Melissa Harris-Perry: Daryl, what difference might it make for those individuals who are still under the supervision of that system to be able to make their voices heard in elections?
Daryl Atkinson: I think it will have a huge difference, Melissa. We know the elections in North Carolina are often decided by razor-thin margins. Take, for example, last election we voted for who would be the chief justice of the North Carolina Supreme Court. 5.3 million votes were cast. The difference between the winner and the loser was a mere 401 votes. Imagine if 55,000 people now have access to that process. That outcome of that election could very well be very, very different.
This is influencing electorial outcomes in this state. It is disproportionately impacting the voting power of the African-American community, because the way that policing happens and the way that the phenomena that Ms. Powell just described, people who are convicted of felonies come from a small subset of neighborhoods. They go back to those small subsets of neighborhoods, which means you can have concentrated disenfranchisement in a county, in a few blocks, in a few neighborhoods, that dramatically impacts the voting power of those communities, which is in violation of Article 1 setion 19 of the North Carolina constitution, because our courts are equal protection clause in the state.
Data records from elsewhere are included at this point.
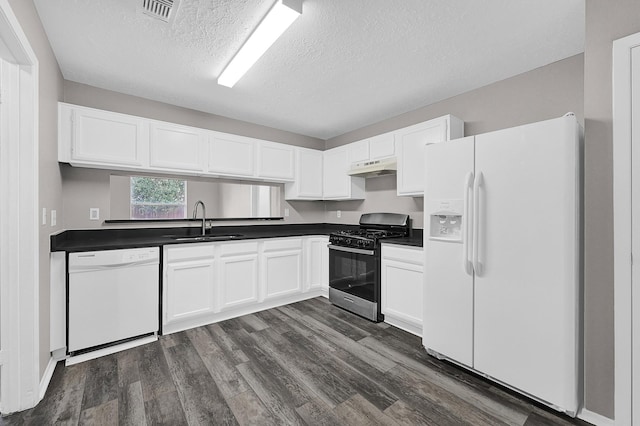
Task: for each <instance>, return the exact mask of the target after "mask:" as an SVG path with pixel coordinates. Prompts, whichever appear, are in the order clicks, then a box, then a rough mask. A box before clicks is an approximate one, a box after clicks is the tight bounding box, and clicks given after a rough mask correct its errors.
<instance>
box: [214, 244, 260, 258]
mask: <svg viewBox="0 0 640 426" xmlns="http://www.w3.org/2000/svg"><path fill="white" fill-rule="evenodd" d="M257 252H258V242H257V241H251V242H246V241H233V242H225V243H220V256H233V255H239V254H255V253H257Z"/></svg>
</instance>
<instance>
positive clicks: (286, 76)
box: [35, 0, 584, 139]
mask: <svg viewBox="0 0 640 426" xmlns="http://www.w3.org/2000/svg"><path fill="white" fill-rule="evenodd" d="M273 2H274V0H182V1H181V4H180V6H179V8H178V9H177V13H176V15H175V18H174V20H173V22H171V23H170V24H167V23H164V22H162V21H159V20H155V19H153V18H150V17H148V16H146V15H143V14H141V13H140V11H139V8H140V5H139V3H140V4H141V3H142V0H35V4H36V7H37V9H38V13H39V14H40V18H41V20H42V22H43V24H44V27H45V30H46V32H47V35H48V37H49V39H50V41H51V45H52V46H53V50H54V52H55V55H56V57H57V59H58V63H59V64H60V68H61V69H62V74H63V75H64V78H65V79H67V80H71V81H76V82H79V83H84V84H89V85H92V86H97V87H100V88H104V89H109V90H114V91H118V92H123V93H127V94H131V95H136V96H140V97H144V98H148V99H153V100H157V101H161V102H167V103H170V104H174V105H179V106H183V107H187V108H192V109H196V110H201V111H205V112H209V113H213V114H218V115H223V116H227V117H231V118H235V119H239V120H244V121H249V122H253V123H257V124H262V125H266V126H270V127H274V128H277V129H282V130H288V131H291V132H295V133H300V134H304V135H308V136H313V137H317V138H321V139H328V138H331V137H333V136H337V135H340V134H343V133H346V132H348V131H351V130H355V129H358V128H360V127H363V126H365V125H368V124H371V123H375V122H377V121H380V120H383V119H385V118H389V117H392V116H395V115H398V114H401V113H403V112H407V111H411V110H414V109H416V108H419V107H421V106H424V105H428V104H432V103H434V102H437V101H439V100H442V99H446V98H449V97H451V96H455V95H457V94H460V93H464V92H466V91H469V90H472V89H475V88H478V87H482V86H485V85H487V84H490V83H492V82H495V81H498V80H502V79H504V78H507V77H510V76H513V75H517V74H520V73H522V72H525V71H529V70H531V69H534V68H537V67H540V66H543V65H546V64H549V63H551V62H555V61H557V60H560V59H564V58H567V57H569V56H572V55H575V54H578V53H581V52H583V50H584V0H562V1H558V0H454V1H452V0H304V2H303V14H302V16H301V17H300V18H298V20H297V21H295V22H294V23H293V25H292V26H291V27H290V28H289V29H288V30H287V31H286V32H285V33H284V35H283V36H282V37H281V38H280V39H279V40H278V41H277V42H276V44H274V45H273V46H272V47H271V48H270V49H269V50H268V51H267V52H266V53H265V55H264V56H263V57H262V58H261V59H260V60H259V61H258V62H257V63H256V65H255V66H254V67H253V68H252V69H251V70H249V72H248V73H247V74H246V75H245V76H244V77H243V78H242V79H241V80H240V81H239V82H238V83H237V84H236V85H235V86H234V87H233V88H227V87H223V86H218V85H217V84H216V79H217V76H218V75H219V74H220V73H221V72H222V69H223V68H224V66H225V65H226V64H227V63H228V62H229V60H230V59H231V57H232V56H233V54H234V53H235V52H236V51H237V50H238V49H239V48H240V46H241V45H242V43H243V41H244V40H245V39H246V38H247V37H248V36H249V34H250V33H251V31H252V30H253V29H254V27H255V26H256V25H257V24H258V23H259V21H260V19H261V17H262V16H264V15H265V14H266V12H267V11H268V9H269V7H270V6H271V5H272V4H273Z"/></svg>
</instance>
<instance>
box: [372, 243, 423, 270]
mask: <svg viewBox="0 0 640 426" xmlns="http://www.w3.org/2000/svg"><path fill="white" fill-rule="evenodd" d="M423 253H424V252H423V250H422V247H411V246H402V245H396V244H387V243H383V244H382V258H383V259H385V260H387V259H388V260H398V261H400V262H404V263H414V264H416V265H422V264H424V259H423Z"/></svg>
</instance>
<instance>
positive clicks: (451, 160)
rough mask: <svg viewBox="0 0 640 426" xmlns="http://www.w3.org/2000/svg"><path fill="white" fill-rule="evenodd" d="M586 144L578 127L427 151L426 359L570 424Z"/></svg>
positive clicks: (459, 142)
mask: <svg viewBox="0 0 640 426" xmlns="http://www.w3.org/2000/svg"><path fill="white" fill-rule="evenodd" d="M580 137H581V130H580V127H579V125H578V123H577V121H576V119H575V117H574V116H573V115H567V116H565V117H562V118H558V119H553V120H548V121H543V122H539V123H534V124H529V125H524V126H519V127H514V128H510V129H505V130H500V131H496V132H491V133H486V134H481V135H477V136H474V137H473V136H472V137H467V138H463V139H458V140H454V141H449V142H443V143H439V144H433V145H428V146H427V147H426V149H425V171H426V173H425V196H424V212H425V226H424V228H425V229H424V247H425V274H424V275H425V289H424V290H425V291H424V305H423V306H424V327H423V330H424V331H423V344H424V346H425V348H426V349H427V350H428V351H429V353H431V354H432V355H435V356H437V357H440V358H446V359H449V360H452V361H454V362H456V363H459V364H461V365H464V366H466V367H468V368H470V369H473V370H475V371H477V372H480V373H481V374H482V375H485V376H488V377H489V378H491V379H493V380H495V381H498V382H500V383H502V384H504V385H506V386H508V387H510V388H513V389H516V390H518V391H520V392H522V393H524V394H526V395H528V396H530V397H533V398H534V399H537V400H539V401H541V402H543V403H545V404H547V405H549V406H551V407H553V408H555V409H557V410H559V411H564V412H567V413H568V414H570V415H575V414H576V413H577V411H578V409H579V406H580V404H581V400H582V399H581V397H580V394H581V376H582V375H581V360H582V357H581V337H580V336H581V334H580V333H581V331H580V330H581V326H580V320H581V318H580V312H581V297H582V295H581V285H580V282H581V275H580V264H581V262H580V235H581V234H580V154H579V153H580Z"/></svg>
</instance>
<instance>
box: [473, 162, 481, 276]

Our courts have interpreted that clause, that it demands that communities have substantial, equal voting power in comparison to one another. For example, if you have one community that has 90% of its people who are eligible to vote, you have another community, and this community, 70% of those people are eligible to vote because that 20% differential is related to people who are disenfranchised. Obviously, the community with 90% has much more voting power than the community with 70%. That's in violation of our North Carolina constitution.
Melissa Harris-Perry: Daryl Atkinson is Co-Director of Forward Justice. Ms. Diana Powell is Executive Director of Justice Served North Carolina. Thank you both for joining us today.
Daryl Atkinson: Thank you for having us.
Diana Powell: Thank you for having us.